While this change is the cause for the collapse of many news organizations around the country, it is, to me, an inspiration. Now is the time to be creative and explore. Over the past four years, I have expanded my vision of the definition of visual journalism. No longer am I only a photographer. I am also incorporating interesting text, the web, audio, and other mediums to make the stories I tell visually interesting. Multimedia is only the beginning to making story telling more powerful and personal. This challenge has caused me to fall in love all over again with being a photographer because it is an inspiration to push myself creatively beyond the limits of the past.

No. I am just a photographer. Photography defines who I am and who I want to be. I am a visual journalist because I want to be a source for the public to understand each other and their world and to be a catalyst for change.

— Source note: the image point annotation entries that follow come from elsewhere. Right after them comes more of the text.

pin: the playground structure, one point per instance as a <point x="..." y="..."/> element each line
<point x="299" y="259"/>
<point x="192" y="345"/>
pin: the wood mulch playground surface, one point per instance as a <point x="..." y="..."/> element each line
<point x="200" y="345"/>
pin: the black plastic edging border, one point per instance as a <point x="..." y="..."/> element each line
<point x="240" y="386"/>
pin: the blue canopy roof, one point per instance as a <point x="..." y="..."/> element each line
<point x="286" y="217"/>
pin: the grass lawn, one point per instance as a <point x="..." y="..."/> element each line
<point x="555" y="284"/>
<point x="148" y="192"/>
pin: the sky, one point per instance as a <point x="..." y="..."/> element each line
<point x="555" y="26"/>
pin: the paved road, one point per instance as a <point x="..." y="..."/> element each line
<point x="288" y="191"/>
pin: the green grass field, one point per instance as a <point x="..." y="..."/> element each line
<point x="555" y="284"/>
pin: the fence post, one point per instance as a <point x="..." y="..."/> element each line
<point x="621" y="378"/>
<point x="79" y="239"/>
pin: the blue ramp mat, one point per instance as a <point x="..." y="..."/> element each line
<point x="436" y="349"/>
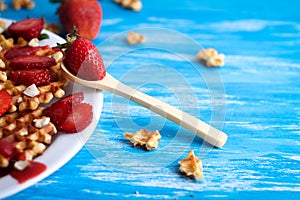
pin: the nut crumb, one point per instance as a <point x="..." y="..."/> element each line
<point x="52" y="27"/>
<point x="27" y="4"/>
<point x="144" y="138"/>
<point x="210" y="57"/>
<point x="191" y="166"/>
<point x="135" y="38"/>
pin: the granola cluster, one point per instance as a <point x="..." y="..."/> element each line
<point x="24" y="125"/>
<point x="135" y="5"/>
<point x="191" y="166"/>
<point x="210" y="57"/>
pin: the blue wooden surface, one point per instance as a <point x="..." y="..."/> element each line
<point x="254" y="98"/>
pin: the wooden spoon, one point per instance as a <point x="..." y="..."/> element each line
<point x="208" y="133"/>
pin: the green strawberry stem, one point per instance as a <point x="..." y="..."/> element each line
<point x="69" y="38"/>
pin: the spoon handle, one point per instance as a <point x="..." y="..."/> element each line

On a separate note, I went back to the Glisson’s this weekend to hang out with the kids (look back a few posts to see more photos). I have completely forgotten what it is like to be a kid.  I went up in a tree house where special potions were made out of rotting pumpkins, skeletons were kept from dead raccoons, “dishes” were being washed with a mix of conditioner, shampoo, and detergent.  I laughed because I remember making special concoctions when I was that age too.  Overall, it was a good time, although my shoes are muddy & I was hit in the face with a foam bullet.

The piece is finally put together, but I’m still improving it.  If you want to watch, click here.

I was challenged by my boyfriend to define what the meaning of the piece is, and I’ve been thinking about it.  Not only is it about how a family of 17 comes together and makes it work, or how faith inspires families to adopt and show kindness.  It is more about how important it is to have a family, and how adoption can save abandoned children.  The kids were playing with guns in the tree house, and it makes me think of how crime could have engulfed their lives had they not been removed from a dangerous home life.  I don’t know the details of their past, but I can tell that they are happy being part of this family of 17, and that the scars of their childhood have been replaced with a love.